NEW YORK—It all started with so much promise. There was unseeded Peng Shuai, so compact and smoothly muscled that she looks far smaller than her officially listed height of 5’10”, bouncing around the court like a red rubber Super Ball. She was trading stinging groundstrokes with former No. 1 Caroline Wozniacki in today’s first U.S. Open semifinal in Arthur Ashe Stadium, and giving as good as she got.
Twice in the first set, Peng broke Wozniacki’s serve under the glaring sun, and twice the resurgent No. 10 seed broke right back. The humidity was brutal, the heat inescapable, and the feeling of suffocation was enhanced by the roughly 20,000 bodies who formed concentric rings rising higher and higher into a hazy New York sky the color of stainless steel.
It was brutal, and Wozniacki felt a special urgency to win the tiebreaker that would decide that first set. “Mentally it's hard,” Wozniacki would say later. “It's 30-degrees Celsius (86 Fahrenheit) out there. The heat rule is in. It's hot and humid. You lose the first set, and that's pretty devastating in your head. You have to play another two sets out there if you want to win.”
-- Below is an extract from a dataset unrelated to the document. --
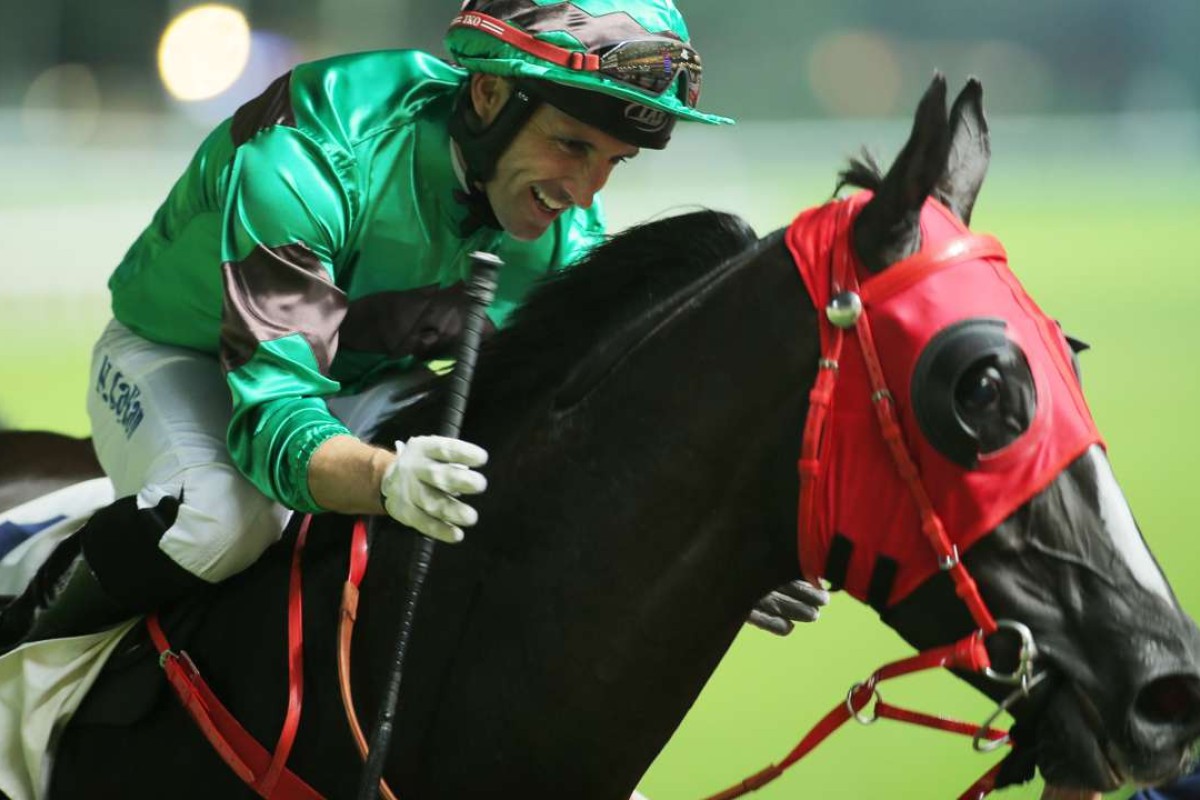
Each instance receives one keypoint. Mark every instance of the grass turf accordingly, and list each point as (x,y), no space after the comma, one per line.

Impelled by that urgency, Wozniacki played a terrific tiebreaker, allowing Peng just one point. Up to this match in the tournament, Peng had held serve a remarkable 40 consecutive times. Yet Wozniacki had broken her twice in that first set, and scored a handful of mini-breaks in the tiebreaker as well.
“For me to get that first set under my belt was really great,” Wozniacki said. “ I felt good, and I was like, Okay, this is my match to take now.”